On April 12, 2023 3:24:39 AM UTC, Neil Anuskiewicz 
<neil=40marmot-tech....@dmarc.ietf.org> wrote:
>
>
>> On Apr 8, 2023, at 6:56 AM, John Levine <jo...@taugh.com> wrote:
>> 
>> We're never going to persuade DMARC absolutists that the damage is real,
>> nor the rest of us that we can wave our hands and ignore the damage.
>
>John, the damage is real. There’s no doubt about that. Trade offs, painful 
>trade offs, have to be made and I’m sure this isn’t the first WG to face trade 
>offs and have to make hard decisions or not. 
>
>If DMARC can protect domains from spoofing which I believe ends up costing 
>over $14 billion per year. Forget about the $14 billion and think how this 
>crime spree affects people’s view of one of the last remnants of the free 
>internet. It’s a fiasco on so many levels. If you have the tools to make a 
>real difference and I can say from first hand experience DMARC has helped 
>people’s financial and mental health.
>
>The standard and the document should reflect that it’s already making a 
>massive difference and could do even more. I don’t think it’s unreasonable to 
>expect ml managers to adapt.
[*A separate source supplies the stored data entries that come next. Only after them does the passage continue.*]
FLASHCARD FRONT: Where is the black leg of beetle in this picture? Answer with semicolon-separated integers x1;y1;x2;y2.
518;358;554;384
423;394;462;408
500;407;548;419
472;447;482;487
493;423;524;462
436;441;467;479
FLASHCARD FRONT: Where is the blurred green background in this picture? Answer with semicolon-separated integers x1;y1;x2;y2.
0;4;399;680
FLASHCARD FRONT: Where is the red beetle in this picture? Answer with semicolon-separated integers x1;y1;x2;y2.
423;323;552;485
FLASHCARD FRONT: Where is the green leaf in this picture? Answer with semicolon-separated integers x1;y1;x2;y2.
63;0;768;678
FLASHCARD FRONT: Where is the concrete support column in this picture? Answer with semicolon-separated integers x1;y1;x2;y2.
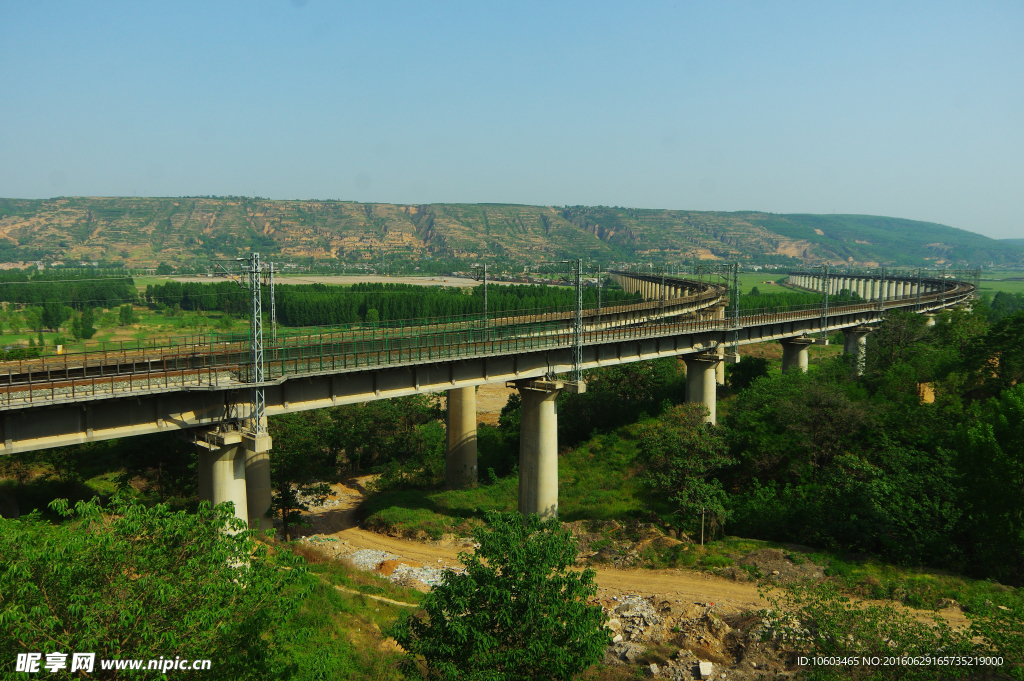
781;338;813;373
716;346;726;386
684;355;720;424
446;386;478;489
924;314;936;327
855;279;865;297
242;429;274;532
197;433;248;527
198;448;214;504
517;381;562;519
842;326;870;376
896;281;904;299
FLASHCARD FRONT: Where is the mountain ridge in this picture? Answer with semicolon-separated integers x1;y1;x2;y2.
0;197;1018;269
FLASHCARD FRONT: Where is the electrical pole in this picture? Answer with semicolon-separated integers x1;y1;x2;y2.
471;263;488;322
214;253;267;438
821;264;830;339
534;259;585;384
572;259;583;383
247;253;266;437
731;263;740;358
264;261;277;342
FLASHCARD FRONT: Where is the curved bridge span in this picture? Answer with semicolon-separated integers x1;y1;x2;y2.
0;270;974;526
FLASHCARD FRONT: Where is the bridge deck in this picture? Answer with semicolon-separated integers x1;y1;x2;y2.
0;281;972;410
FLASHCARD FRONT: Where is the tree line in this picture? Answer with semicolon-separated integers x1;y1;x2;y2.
0;271;137;309
738;287;862;313
144;281;640;326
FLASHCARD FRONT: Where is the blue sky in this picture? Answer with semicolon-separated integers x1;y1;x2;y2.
1;1;1021;239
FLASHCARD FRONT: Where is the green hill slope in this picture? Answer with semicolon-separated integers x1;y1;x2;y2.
0;197;1019;269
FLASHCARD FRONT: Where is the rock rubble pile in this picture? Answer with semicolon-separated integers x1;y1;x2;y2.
600;595;792;680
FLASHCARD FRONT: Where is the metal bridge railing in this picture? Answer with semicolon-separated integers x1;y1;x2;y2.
0;280;973;408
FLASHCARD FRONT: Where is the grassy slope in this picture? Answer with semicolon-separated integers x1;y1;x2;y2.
271;542;423;681
747;212;1022;267
362;427;650;538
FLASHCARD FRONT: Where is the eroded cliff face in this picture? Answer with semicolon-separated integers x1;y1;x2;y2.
0;197;1010;268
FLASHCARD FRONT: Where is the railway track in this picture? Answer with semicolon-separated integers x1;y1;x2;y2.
0;282;973;408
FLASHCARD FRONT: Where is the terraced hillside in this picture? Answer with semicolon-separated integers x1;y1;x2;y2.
0;197;1019;268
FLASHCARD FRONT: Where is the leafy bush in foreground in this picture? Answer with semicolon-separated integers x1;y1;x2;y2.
391;511;609;680
0;496;307;680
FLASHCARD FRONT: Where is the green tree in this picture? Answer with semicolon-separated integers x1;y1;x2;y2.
391;512;609;681
268;411;338;540
118;303;136;326
364;308;379;323
865;310;933;379
726;370;868;482
0;496;306;680
726;355;770;391
23;305;43;332
557;358;683;447
970;311;1024;396
639;403;734;537
79;306;96;339
41;299;68;331
955;384;1024;585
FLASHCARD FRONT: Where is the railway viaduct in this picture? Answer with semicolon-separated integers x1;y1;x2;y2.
0;270;973;528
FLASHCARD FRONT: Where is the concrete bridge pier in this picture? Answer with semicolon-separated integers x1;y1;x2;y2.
196;432;249;529
842;326;871;376
685;354;720;424
515;379;566;519
446;386;478;489
781;337;813;373
243;430;273;532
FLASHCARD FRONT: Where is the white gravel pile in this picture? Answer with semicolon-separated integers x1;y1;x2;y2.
341;548;464;587
390;564;461;587
345;548;401;570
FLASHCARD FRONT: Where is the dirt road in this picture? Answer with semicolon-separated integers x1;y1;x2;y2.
301;478;768;615
294;478;968;627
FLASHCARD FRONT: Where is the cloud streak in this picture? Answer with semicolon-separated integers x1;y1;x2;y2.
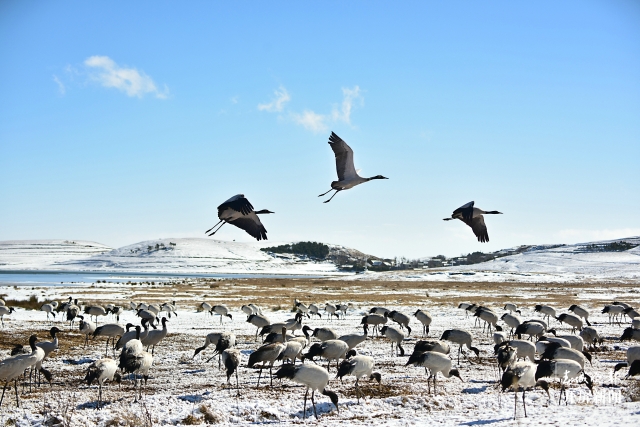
52;75;65;95
258;86;290;112
84;56;168;99
292;86;363;133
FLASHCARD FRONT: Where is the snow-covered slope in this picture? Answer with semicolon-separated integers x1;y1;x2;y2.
0;240;112;270
355;237;640;283
0;238;340;275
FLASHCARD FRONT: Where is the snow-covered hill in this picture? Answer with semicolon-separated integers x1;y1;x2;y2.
355;237;640;283
0;240;112;270
1;237;639;282
0;238;341;275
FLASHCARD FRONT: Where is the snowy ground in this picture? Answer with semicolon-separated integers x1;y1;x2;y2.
0;278;639;426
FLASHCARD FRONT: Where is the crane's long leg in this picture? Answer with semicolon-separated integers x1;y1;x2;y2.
522;388;527;418
207;221;227;236
355;378;361;403
311;390;318;419
14;379;20;407
256;367;263;388
205;219;223;234
318;188;333;197
513;389;517;419
323;190;341;203
0;381;7;407
303;388;309;419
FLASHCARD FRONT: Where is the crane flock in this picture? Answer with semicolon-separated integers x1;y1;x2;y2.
204;132;501;244
0;293;639;422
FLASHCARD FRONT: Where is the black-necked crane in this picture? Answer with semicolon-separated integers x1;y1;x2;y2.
503;303;521;314
136;309;158;327
194;332;236;369
246;313;271;341
500;313;522;338
160;301;176;318
602;304;625;325
78;316;96;348
0;306;15;327
211;305;232;325
319;132;388;203
515;321;553;341
406;351;462;394
474;308;502;335
118;325;153;402
93;323;125;355
84;305;109;325
275;364;339;419
556;333;584;351
441;329;480;363
35;327;60;385
221;348;241;393
302;325;338;342
540;342;592;368
535;359;593;405
276;328;305;365
620;327;640;342
385;310;411;335
579;326;602;351
336;350;381;403
205;333;237;366
624;307;640;321
502;361;549;419
284;313;304;334
369;306;390;315
495;340;536;363
493;331;508;345
301;340;349;372
199;302;212;314
557;313;583;333
66;299;80;327
496;344;517;376
412;340;451;356
337;324;369;351
623;359;640;379
324;303;339;321
443;201;502;242
414;309;433;336
534;304;557;323
85;357;121;409
141;317;168;355
205;194;273;241
308;304;321;319
614;346;640;375
380;325;406;356
115;322;141;350
360;313;387;336
40;303;56;321
568;304;591;326
0;335;40;408
247;342;286;387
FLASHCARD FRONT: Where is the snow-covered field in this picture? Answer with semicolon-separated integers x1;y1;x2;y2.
0;278;638;426
2;236;640;284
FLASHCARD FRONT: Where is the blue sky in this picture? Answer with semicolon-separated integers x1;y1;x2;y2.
1;1;639;258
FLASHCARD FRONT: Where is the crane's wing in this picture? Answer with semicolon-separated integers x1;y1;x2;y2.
452;201;474;221
218;195;254;217
328;132;358;181
461;215;489;243
228;212;268;241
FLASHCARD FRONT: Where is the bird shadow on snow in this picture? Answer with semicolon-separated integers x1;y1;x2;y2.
290;402;334;420
182;369;206;375
461;385;490;394
63;357;95;365
179;391;211;403
460;417;513;426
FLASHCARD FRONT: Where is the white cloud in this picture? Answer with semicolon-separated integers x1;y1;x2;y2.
258;86;290;112
292;110;328;133
289;85;363;133
331;86;362;124
84;56;168;99
556;228;640;243
52;75;65;95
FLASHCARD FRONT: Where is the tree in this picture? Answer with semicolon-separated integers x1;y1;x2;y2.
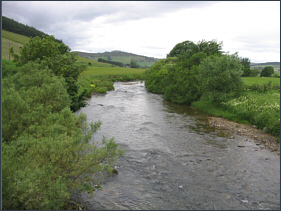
167;39;223;60
167;40;199;59
2;60;124;210
260;66;274;77
11;36;87;112
240;57;251;77
130;59;139;68
240;57;251;70
250;68;261;77
145;57;178;94
198;53;245;103
146;40;224;105
242;68;252;77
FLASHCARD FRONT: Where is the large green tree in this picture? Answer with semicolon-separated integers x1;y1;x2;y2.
240;57;252;77
2;60;124;209
198;53;244;103
145;57;178;94
162;40;223;104
260;66;274;77
11;36;87;112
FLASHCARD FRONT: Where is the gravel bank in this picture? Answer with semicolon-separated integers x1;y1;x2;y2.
208;116;280;155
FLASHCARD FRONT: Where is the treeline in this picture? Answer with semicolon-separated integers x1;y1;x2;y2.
145;39;280;136
2;16;63;43
145;40;244;104
2;36;123;210
98;58;123;67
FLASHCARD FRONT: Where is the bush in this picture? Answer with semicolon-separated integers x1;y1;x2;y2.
260;66;274;77
11;36;87;112
145;57;178;94
2;61;124;210
198;53;245;103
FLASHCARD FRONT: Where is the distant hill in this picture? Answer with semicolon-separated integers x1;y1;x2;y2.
2;16;63;43
74;50;160;68
250;62;280;72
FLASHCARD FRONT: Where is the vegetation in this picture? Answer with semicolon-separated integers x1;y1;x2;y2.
78;65;145;96
2;30;30;60
98;58;124;67
221;91;280;136
145;40;229;104
2;39;124;209
260;66;275;77
198;53;244;103
243;77;280;86
145;39;280;137
11;36;87;112
75;50;160;68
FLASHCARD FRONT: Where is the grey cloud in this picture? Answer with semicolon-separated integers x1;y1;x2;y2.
2;1;217;29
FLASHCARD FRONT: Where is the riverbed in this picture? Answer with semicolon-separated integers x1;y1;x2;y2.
77;81;280;210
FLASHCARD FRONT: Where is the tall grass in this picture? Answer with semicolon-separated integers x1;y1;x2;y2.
221;91;280;137
192;89;280;137
78;64;146;95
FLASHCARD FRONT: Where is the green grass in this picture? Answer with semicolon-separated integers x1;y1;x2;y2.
78;60;146;95
2;30;31;60
2;30;30;44
192;89;280;137
2;38;23;60
221;91;280;137
80;65;146;77
243;77;280;86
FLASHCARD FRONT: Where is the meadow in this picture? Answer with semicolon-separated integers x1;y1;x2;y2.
192;78;280;137
2;30;31;59
76;55;146;95
243;77;280;86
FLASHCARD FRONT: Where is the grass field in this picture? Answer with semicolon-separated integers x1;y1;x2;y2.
2;30;30;44
80;66;146;77
243;77;280;86
2;37;23;60
192;76;280;137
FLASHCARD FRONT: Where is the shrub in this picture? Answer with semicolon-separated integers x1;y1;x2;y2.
2;61;124;210
260;66;274;77
198;53;245;103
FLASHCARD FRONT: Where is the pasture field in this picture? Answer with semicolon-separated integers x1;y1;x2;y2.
2;30;30;44
80;65;146;77
221;91;280;137
243;77;280;86
2;37;24;60
192;76;280;137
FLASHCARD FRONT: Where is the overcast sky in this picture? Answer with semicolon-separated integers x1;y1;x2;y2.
2;1;280;63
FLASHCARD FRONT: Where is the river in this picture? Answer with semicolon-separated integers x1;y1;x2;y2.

If cyber crime was street crime people would be 
>panicking in the streets. 
>
You can leave the marketing text aside.  We know.

The purpose of IETF specifications is to promote interoperability.  For good 
reason, they tend to mostly document reality, not drive it.

The implication of your approach is we punt to experimental because it's 
currently impossible to document an interoperable protocol that works for 
normal email use cases until the indirect mail flow questions are sorted (they 
are not fully understood yet - ARC is experimental for a reason).  Or maybe the 
working group just shuts down.

Alternately we keep this on the standards track with a statement along the 
lines of [some appropriate description] domains MUST NOT publish restrictive 
DMARC policies due to interoperability issues.  Then the community works on 
making it easier for domains not to fit [some appropriate description] so it's 
reasonable for them to move to a restrictive policy.

I believe there's a way to get there on the specifics of the language, if we 
work on it.  I have yet to hear any kind of interest in trying to work 
something out from the anti-interoperability crowd.  More people showing up to 
opine about cyber isn't going to get us there.